- Wednesday, April 4, 2012
By Douglas LeBlanc
The Rev. Roger A. Ferlo compares his new calling as the first president of two federated Episcopal seminaries to helping an internet startup firm. Ferlo, Virginia Theological Seminary’s associate dean and director of its Institute for Christian Formation and Leadership, will become president of Bexley Hall and Seabury-Western seminaries beginning July 1.
“It’s kind of like venture capital,” he said. “I’m 60 years old. This is fabulous. I feel like it’s the culmination of my ministry to take these two seminaries and move them to a new place” of ministry.
The boards of trustees for both seminaries announced March 27 that they had approved the federation in unanimous votes. They will share one budget, one president and one board, but continue in their two locations: Seabury-Western in a building shared with the Evangelical Lutheran Church in America’s national office in suburban Chicago and Bexley in its cooperative ministry with Trinity Lutheran Seminary, Columbus, Ohio.
“I would like to teach at both places once a year,” said Ferlo, who will be based in Chicago. “Because it’s now federated we’ve got the full spectrum of a seminary education.”
“Roger embodies our ideal, and we are eager for him to lead the formation of our next generation of students,” said a joint letter by the Rt. Rev. W. Michie Klusmeyer of Bexley Hall’s board and the Rev. Gwynne Wright of Seabury-Western board.
“His rich experience in both innovative and traditional theological education makes him a superlative fit for the Federation’s broad spectrum of academic courses and programs, including Bexley’s Master of Divinity degree in conjunction with Trinity Lutheran Seminary; Seabury’s Doctor of Ministry degrees in partnership with the Church Divinity School of the Pacific and the Association of Chicago Theological Schools; and many non-degree programs for church leaders.”
Ferlo leaves Virginia Theological Seminary on a note of good will. “I’ve had a wonderful job at Virginia, I’ve learned a lot at Virginia, and people have been very supportive of me here,” he said.

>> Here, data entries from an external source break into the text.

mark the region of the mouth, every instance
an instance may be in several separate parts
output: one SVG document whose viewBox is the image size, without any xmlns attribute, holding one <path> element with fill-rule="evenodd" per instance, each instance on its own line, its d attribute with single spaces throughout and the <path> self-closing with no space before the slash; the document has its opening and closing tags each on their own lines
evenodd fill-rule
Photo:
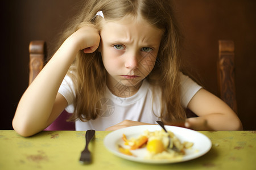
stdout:
<svg viewBox="0 0 256 170">
<path fill-rule="evenodd" d="M 139 77 L 139 76 L 138 75 L 121 75 L 121 76 L 127 79 L 133 79 Z"/>
</svg>

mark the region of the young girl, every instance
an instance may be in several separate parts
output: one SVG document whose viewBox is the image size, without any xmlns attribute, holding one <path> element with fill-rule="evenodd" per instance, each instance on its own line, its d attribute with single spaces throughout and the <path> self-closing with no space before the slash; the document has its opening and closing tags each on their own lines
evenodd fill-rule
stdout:
<svg viewBox="0 0 256 170">
<path fill-rule="evenodd" d="M 194 130 L 240 130 L 235 113 L 180 72 L 168 0 L 89 0 L 21 98 L 13 128 L 38 133 L 65 109 L 77 130 L 185 120 Z M 199 117 L 186 118 L 185 108 Z"/>
</svg>

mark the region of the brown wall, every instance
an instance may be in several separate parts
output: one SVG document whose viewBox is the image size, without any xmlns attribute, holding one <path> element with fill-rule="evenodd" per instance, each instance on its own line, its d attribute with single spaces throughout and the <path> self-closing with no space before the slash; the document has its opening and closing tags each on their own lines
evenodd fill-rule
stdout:
<svg viewBox="0 0 256 170">
<path fill-rule="evenodd" d="M 14 2 L 15 1 L 15 3 Z M 1 1 L 2 78 L 0 129 L 12 129 L 11 120 L 28 85 L 29 42 L 51 46 L 82 0 Z M 250 0 L 174 1 L 184 36 L 185 58 L 206 88 L 218 95 L 218 40 L 235 43 L 238 116 L 245 130 L 256 130 L 256 2 Z"/>
</svg>

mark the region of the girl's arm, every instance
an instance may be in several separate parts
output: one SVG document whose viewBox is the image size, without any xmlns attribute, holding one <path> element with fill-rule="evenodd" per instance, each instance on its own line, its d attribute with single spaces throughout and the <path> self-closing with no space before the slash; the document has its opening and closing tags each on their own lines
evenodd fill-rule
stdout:
<svg viewBox="0 0 256 170">
<path fill-rule="evenodd" d="M 13 126 L 20 135 L 34 135 L 47 128 L 68 105 L 58 90 L 80 50 L 92 53 L 100 37 L 93 27 L 84 26 L 61 45 L 26 90 L 18 105 Z"/>
<path fill-rule="evenodd" d="M 234 111 L 222 100 L 204 89 L 200 90 L 189 101 L 188 108 L 198 117 L 186 120 L 186 128 L 196 130 L 242 130 Z"/>
</svg>

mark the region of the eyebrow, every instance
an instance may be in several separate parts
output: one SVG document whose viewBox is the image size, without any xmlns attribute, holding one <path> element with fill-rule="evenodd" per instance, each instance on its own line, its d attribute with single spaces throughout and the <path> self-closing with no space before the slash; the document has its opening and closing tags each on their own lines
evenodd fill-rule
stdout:
<svg viewBox="0 0 256 170">
<path fill-rule="evenodd" d="M 119 39 L 119 40 L 110 40 L 108 41 L 108 44 L 132 44 L 133 42 L 132 41 L 130 41 L 130 40 L 127 40 L 126 39 Z M 158 44 L 158 43 L 153 43 L 152 42 L 150 42 L 149 43 L 148 42 L 142 42 L 142 44 L 143 44 L 143 45 L 142 45 L 143 47 L 150 47 L 150 46 L 156 46 L 160 44 Z"/>
</svg>

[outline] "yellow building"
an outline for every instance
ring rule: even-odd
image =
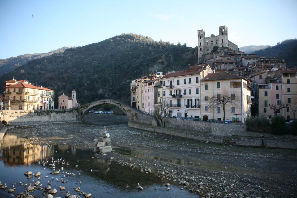
[[[55,91],[26,80],[5,82],[4,106],[7,110],[53,109]]]
[[[214,96],[221,98],[225,96],[232,99],[232,102],[225,105],[225,120],[244,123],[245,118],[250,114],[252,104],[249,80],[224,72],[208,74],[201,82],[201,111],[203,120],[223,120],[224,107],[210,104],[209,101]]]

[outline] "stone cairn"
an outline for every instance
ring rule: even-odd
[[[100,133],[99,137],[94,139],[95,143],[94,147],[94,152],[100,152],[102,153],[109,153],[111,151],[110,146],[110,139],[109,134],[106,132],[105,126],[103,127],[103,133]]]

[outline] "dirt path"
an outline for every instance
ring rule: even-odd
[[[155,173],[202,197],[297,197],[297,151],[211,144],[155,134],[128,127],[125,116],[89,115],[85,121],[10,130],[23,131],[36,144],[91,150],[106,125],[113,148],[110,155],[115,161]]]

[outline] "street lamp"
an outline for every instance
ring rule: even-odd
[[[294,116],[294,119],[295,119],[295,113],[296,112],[296,111],[297,111],[297,109],[293,109],[292,110],[292,111],[293,112],[293,115]]]
[[[189,112],[189,110],[188,109],[186,109],[185,110],[185,112],[186,112],[186,117],[188,117],[188,112]]]

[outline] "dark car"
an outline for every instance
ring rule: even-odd
[[[215,120],[215,119],[210,119],[210,120],[208,120],[205,121],[207,122],[214,122],[216,121],[217,121],[217,120]]]

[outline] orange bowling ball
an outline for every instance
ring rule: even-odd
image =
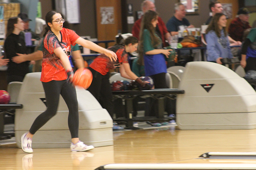
[[[92,81],[92,74],[91,71],[86,68],[80,68],[75,72],[72,81],[75,85],[87,89]]]

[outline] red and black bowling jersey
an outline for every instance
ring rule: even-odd
[[[67,76],[60,58],[53,52],[56,48],[61,47],[69,57],[70,44],[75,45],[75,42],[80,37],[74,31],[63,28],[60,31],[61,41],[51,31],[45,35],[44,40],[42,51],[42,72],[41,81],[48,82],[52,80],[63,80],[67,79]]]
[[[90,67],[99,72],[102,75],[106,75],[110,70],[120,67],[120,64],[123,63],[128,63],[128,54],[125,51],[124,47],[122,46],[115,45],[108,48],[116,54],[117,60],[113,62],[109,57],[104,54],[101,54],[96,57]]]

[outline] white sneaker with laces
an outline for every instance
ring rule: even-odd
[[[87,146],[83,142],[79,141],[78,142],[74,144],[71,143],[70,145],[70,149],[73,152],[81,151],[88,151],[94,149],[94,146],[92,145]]]
[[[22,135],[20,137],[21,149],[22,151],[27,153],[32,153],[33,150],[31,147],[32,138],[26,137],[26,135],[27,134],[28,134],[28,132],[25,133]]]

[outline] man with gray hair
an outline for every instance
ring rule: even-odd
[[[242,42],[244,32],[252,27],[248,22],[250,12],[247,8],[240,8],[237,12],[236,18],[233,19],[228,27],[229,36],[236,41]]]
[[[141,3],[141,10],[143,13],[149,10],[156,11],[156,6],[153,2],[147,0],[144,1]],[[140,39],[140,23],[141,22],[142,16],[141,18],[137,20],[133,24],[132,33],[132,36]],[[156,25],[156,31],[157,33],[159,34],[159,37],[161,38],[163,43],[163,47],[167,47],[169,45],[165,42],[165,40],[169,40],[171,37],[171,34],[167,30],[165,25],[162,18],[158,16],[158,23]]]
[[[194,28],[188,20],[185,18],[186,10],[185,6],[181,3],[177,3],[174,5],[174,15],[171,18],[166,24],[168,31],[172,36],[178,35],[179,27],[181,26],[186,26],[188,28]]]
[[[222,13],[223,8],[220,3],[217,0],[211,0],[209,4],[209,8],[212,12],[212,15],[209,17],[205,23],[205,25],[209,25],[212,17],[217,13]]]

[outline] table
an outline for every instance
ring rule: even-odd
[[[173,99],[177,94],[184,94],[185,91],[177,89],[152,89],[149,90],[114,91],[112,93],[114,96],[121,97],[124,99],[125,105],[125,117],[124,119],[114,119],[117,122],[123,121],[127,123],[126,129],[132,128],[133,122],[151,121],[168,121],[174,118],[164,117],[164,99],[165,97]],[[151,97],[157,99],[158,110],[156,117],[132,117],[132,100],[137,95],[149,95]]]
[[[115,41],[115,40],[106,40],[104,41],[96,41],[92,42],[94,42],[95,44],[97,44],[100,43],[105,43],[105,48],[107,48],[108,47],[108,43],[109,43],[109,42],[113,42],[115,41]]]
[[[7,104],[0,104],[0,140],[9,139],[13,134],[5,134],[4,133],[4,115],[6,113],[9,113],[10,109],[21,109],[23,106],[20,104],[17,104],[15,103],[10,103]]]
[[[192,50],[193,49],[200,49],[201,50],[201,57],[202,57],[201,61],[205,61],[204,60],[204,54],[205,53],[205,51],[206,50],[206,47],[192,47],[192,48],[176,48],[175,50],[177,52],[177,53],[178,55],[178,59],[179,56],[180,55],[180,53],[181,51],[184,50],[189,50],[190,51],[190,53],[191,54],[192,53]]]

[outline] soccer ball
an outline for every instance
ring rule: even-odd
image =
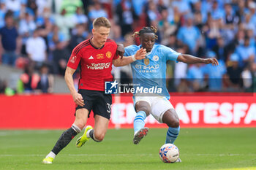
[[[165,144],[159,150],[159,157],[164,163],[174,163],[179,157],[179,150],[173,144]]]

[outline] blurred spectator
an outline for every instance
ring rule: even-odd
[[[224,62],[227,61],[227,49],[225,46],[224,40],[222,36],[217,38],[217,45],[212,48],[212,50],[216,53],[218,60],[222,60]]]
[[[4,15],[7,12],[5,3],[0,1],[0,28],[4,26]]]
[[[34,72],[33,64],[28,64],[24,68],[24,73],[20,75],[18,84],[18,93],[31,93],[36,90],[40,80],[39,76]]]
[[[55,16],[56,24],[59,26],[60,31],[64,34],[64,39],[67,41],[70,39],[70,29],[75,26],[73,16],[66,15],[67,11],[63,9],[61,14]]]
[[[236,54],[231,54],[230,57],[231,66],[227,68],[227,87],[230,90],[240,90],[241,87],[241,77],[242,69],[238,66],[239,56]]]
[[[0,29],[1,45],[2,47],[1,62],[4,64],[15,66],[20,53],[20,42],[18,31],[14,25],[13,15],[7,12],[4,17],[5,26]]]
[[[65,9],[67,15],[72,15],[75,13],[78,7],[82,7],[83,2],[81,0],[62,0],[61,11]]]
[[[24,18],[20,18],[18,30],[20,35],[32,35],[36,28],[37,25],[32,15],[26,13]]]
[[[208,51],[206,56],[217,58],[217,55],[213,51]],[[218,66],[207,64],[203,67],[203,72],[210,91],[222,91],[224,87],[223,80],[225,80],[225,74],[227,73],[227,68],[223,60],[219,59],[218,61]]]
[[[14,17],[17,17],[18,14],[20,12],[21,7],[20,0],[5,0],[5,4],[7,10],[12,11],[14,13]]]
[[[192,15],[187,15],[186,25],[179,28],[177,38],[189,47],[192,54],[195,54],[198,50],[200,33],[199,29],[193,25]]]
[[[212,6],[211,9],[211,15],[214,20],[223,18],[225,15],[225,12],[222,8],[219,6],[218,1],[213,1]]]
[[[49,74],[49,69],[46,64],[40,68],[40,74],[37,90],[43,93],[51,93],[53,92],[53,77]]]
[[[69,41],[69,49],[72,50],[79,43],[86,39],[88,36],[88,32],[86,31],[83,24],[78,24],[75,26],[75,31],[73,31],[74,34],[72,35]]]
[[[7,88],[7,82],[0,80],[0,94],[4,94]]]
[[[238,23],[239,18],[236,16],[230,4],[225,4],[225,15],[224,23],[227,26],[231,27]]]
[[[81,7],[77,7],[75,13],[74,14],[74,24],[88,23],[88,18],[84,14]]]
[[[118,23],[121,24],[121,35],[124,36],[132,31],[133,11],[130,0],[121,0],[116,7]]]
[[[53,51],[53,72],[64,76],[67,61],[70,57],[70,52],[66,48],[64,44],[56,42],[56,48]]]
[[[172,7],[178,9],[178,13],[181,15],[186,15],[190,12],[190,7],[188,1],[174,0],[172,2]]]
[[[26,50],[29,59],[35,63],[36,68],[40,67],[47,61],[46,44],[39,35],[39,29],[34,31],[33,36],[30,36],[26,43]]]
[[[88,17],[90,20],[89,28],[90,29],[91,29],[91,24],[95,18],[99,17],[108,18],[108,15],[105,9],[102,8],[102,4],[99,1],[95,1],[94,4],[91,7],[91,8],[89,10],[89,12],[88,13]]]
[[[187,70],[187,79],[192,91],[202,91],[205,88],[203,66],[195,63],[189,66]]]
[[[248,63],[252,63],[255,61],[255,47],[249,44],[249,38],[246,37],[244,39],[244,44],[243,45],[238,45],[236,48],[236,53],[239,56],[239,66],[241,68],[246,67]]]
[[[48,47],[50,50],[53,51],[56,48],[56,42],[65,42],[65,35],[62,32],[59,31],[59,28],[58,26],[53,25],[52,27],[52,31],[49,32],[47,36],[47,40],[48,42]]]

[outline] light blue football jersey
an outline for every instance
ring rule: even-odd
[[[128,46],[124,49],[124,55],[135,55],[140,47],[141,45]],[[166,46],[154,45],[145,59],[138,60],[131,63],[134,86],[151,88],[154,93],[157,91],[157,94],[166,96],[169,99],[170,95],[166,88],[166,62],[168,60],[177,61],[180,54]],[[159,88],[162,90],[158,90]]]

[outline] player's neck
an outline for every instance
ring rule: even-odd
[[[104,45],[102,45],[97,43],[97,41],[95,41],[95,39],[94,37],[92,37],[91,39],[91,43],[94,47],[99,48],[99,49],[101,48]]]

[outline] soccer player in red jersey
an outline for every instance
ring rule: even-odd
[[[91,138],[102,142],[107,132],[110,117],[112,96],[105,94],[105,82],[111,81],[112,64],[122,66],[136,60],[145,58],[146,50],[141,48],[135,55],[122,58],[124,49],[118,49],[115,42],[108,39],[110,23],[105,18],[98,18],[93,22],[93,36],[75,47],[71,54],[65,72],[65,80],[76,104],[75,120],[70,128],[59,137],[50,153],[43,159],[44,163],[52,163],[55,156],[80,133],[86,125],[91,110],[94,112],[94,128],[86,128],[76,142],[80,147]],[[118,55],[121,55],[119,57]],[[78,92],[74,86],[72,75],[80,65]]]

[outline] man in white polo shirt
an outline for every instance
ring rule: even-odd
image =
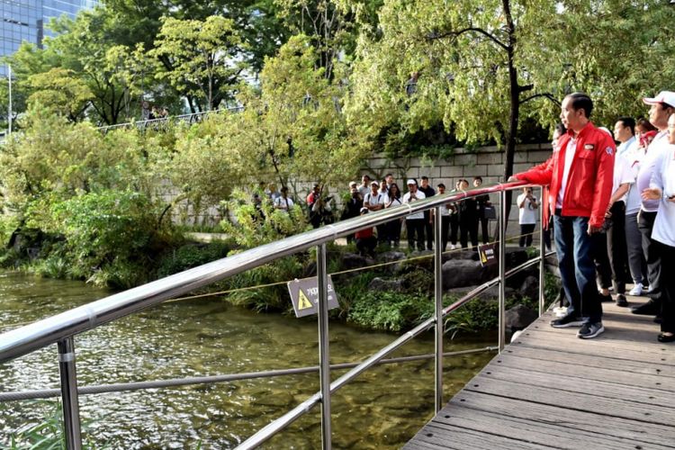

“Dr. Ferlo has served Virginia Theological Seminary with distinction,” said the Very Rev. Ian S. Markham, dean and president of Virginia Theological Seminary. “While his gifted teaching, wisdom, and insight will be missed, we are sure that the gifts he has shared with us will be put to good use in building up the Federation. We wish him all the best in this important endeavor.”
Ferlo expects that the federated seminaries will work with the VTS Center for the Ministry of Teaching.
“We’ve really moved into postgraduate mentorship” at VTS, he said. “We call it the Second Three Years Program.
“For those who have left the ministry mid-career, the reasons they cited usually were related to the first three years of ministry.”
Ferlo said the Seabury-Western campus has a strong program in lay ministry and he will build on a program with the Kellogg Graduate School of Management at Northwestern University.
Ferlo also expects the federation will help dioceses with fewer resources to support residential seminarians. “Our hope is to be an important part of their local training programs.”